All is not well at Dalal Street as weakness and losses were seen. But correction offers hope of a rise in this week
The markets were weak on expected lines and fell sharply last Thursday and Friday to close the week with substantial losses. The BESENSEX lost 645.91 points or 2.47 per cent to close at 25,480.84 points while the Nifty lost 187.85 points or 2.41 per cent to close at 7,602.60 points.
Ups and downs
The broader indices saw the BSE100, BSE200 and BSE500 losing 1.99 per cent, 1.83 per cent and 1.80 per cent respectively. The BSEMIDCAP lost 0.70 per cent while the BSESMALLCAP lost 1.46 per cent. In sectors so widespread was the loss that there was just one gainer and that too marginal in BSEHEALTCARE which gained a mere 0.08 per cent. The losers were led by BSECAPGOODS which lost a staggering 7.81 per cent followed by BSEOIL&GAS down 3.01 per cent and BSEMETAL down 2.91 per cent.
In individual stocks Bharti Airtel gained 7.02 per cent followed by Hindustan Unilever at 4.83 per cent and Hindustan Petroleum up 4.67 per cent. On the losing side were Larsen and Toubro down 11.11 per cent, Axis Bank 7.08 per cent and NTPC 5.51 per cent. Other losers included momentum stocks Wockhardt down 11.07 per cent and Financial Technologies 13.91 per cent.
The market fell on expiry day on account of selling pressure, yet closed the July futures with gains of 228 points or 3.04 per cent at 7,704. Friday saw across-the-board selling on account of global cues which included the Russian sanctions, Gaza conflict, Argentina default and Portugal bank collapse. The markets were looking tired and needed to correct, which they have done.
FIIs turned sellers last week and sold shares worth R 2,750 crore. They were net buyers in July of R 9,350 crore and in the first seven months of the calendar year have bought shares worth R 71,960 crore. Domestic institutions, which were sellers, turned buyers of equity in the week, of R 3,700 crore while in the month of July they were buyers of R 5,050 crore. In the first seven months they were net sellers of R 1,800 crore. The Indian rupee turned weak and closed at R 61.18, a loss of R 1.08 or 1.80 per cent.
The insurance bill, proposing to increase FDI to 49 per cent from the present 26 per cent, has been taken up for debate in the Rajya Sabha. Readers would remember that it was proposed in the Budget, cleared by the cabinet and is now being debated in Parliament, all in the space of 20 days.
Coming up next
RBI meets on Tuesday for the policy review and, in a week bereft of news triggers, will be in focus.
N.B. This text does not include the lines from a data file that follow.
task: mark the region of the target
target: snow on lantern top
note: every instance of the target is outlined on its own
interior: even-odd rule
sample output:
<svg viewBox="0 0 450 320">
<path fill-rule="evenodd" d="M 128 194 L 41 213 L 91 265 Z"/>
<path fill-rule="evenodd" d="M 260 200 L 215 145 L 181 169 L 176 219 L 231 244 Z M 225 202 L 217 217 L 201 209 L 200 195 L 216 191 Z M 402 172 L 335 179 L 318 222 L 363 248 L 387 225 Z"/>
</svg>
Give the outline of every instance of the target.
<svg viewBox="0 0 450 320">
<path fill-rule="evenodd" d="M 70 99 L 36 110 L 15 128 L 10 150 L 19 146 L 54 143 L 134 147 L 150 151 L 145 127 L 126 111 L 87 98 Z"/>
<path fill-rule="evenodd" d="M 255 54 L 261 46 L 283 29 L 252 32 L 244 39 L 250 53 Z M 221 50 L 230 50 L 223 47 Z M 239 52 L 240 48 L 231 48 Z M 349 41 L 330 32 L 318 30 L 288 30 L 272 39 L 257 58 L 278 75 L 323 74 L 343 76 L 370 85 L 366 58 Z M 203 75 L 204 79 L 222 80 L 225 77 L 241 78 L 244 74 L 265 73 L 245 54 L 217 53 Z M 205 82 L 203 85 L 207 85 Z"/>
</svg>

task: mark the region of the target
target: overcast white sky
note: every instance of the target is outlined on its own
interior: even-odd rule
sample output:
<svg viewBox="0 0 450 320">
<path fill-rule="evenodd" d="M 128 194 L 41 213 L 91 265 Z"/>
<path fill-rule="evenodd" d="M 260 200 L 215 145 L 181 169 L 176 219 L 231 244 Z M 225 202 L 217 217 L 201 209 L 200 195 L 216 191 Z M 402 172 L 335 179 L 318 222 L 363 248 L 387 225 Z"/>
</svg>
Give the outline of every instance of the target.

The consensus is that policy rates will remain unchanged but with a softer bias, signalling that there may be softening of rates going forward, seeing the government’s intention to rein in inflation. Also, what will help will be the fact that the monsoon has certainly picked up and the El Nino effect has largely been contained, or the risk mitigated.
The silver lining to the week could be if the governor decides to give a boost to the economy and makes a token cut signalling his willingness to accept the efforts from the government. One must remember that core sector grew at 7.3 per cent in June, its best ever in 9 months and this would augur well when IIP numbers are declared later in the month.
The correction, which was more than welcome, looks like continuing with the markets consolidating in the earlier part of the week before they resume their upward climb and target 27,000 on the Sensex and 8,000 on the Nifty. The move could get a pleasant surprise and fillip if Raghuram Rajan, the RBI governor decides to take the lead, otherwise bide your time till the end of the week. Use weakness to buy shares.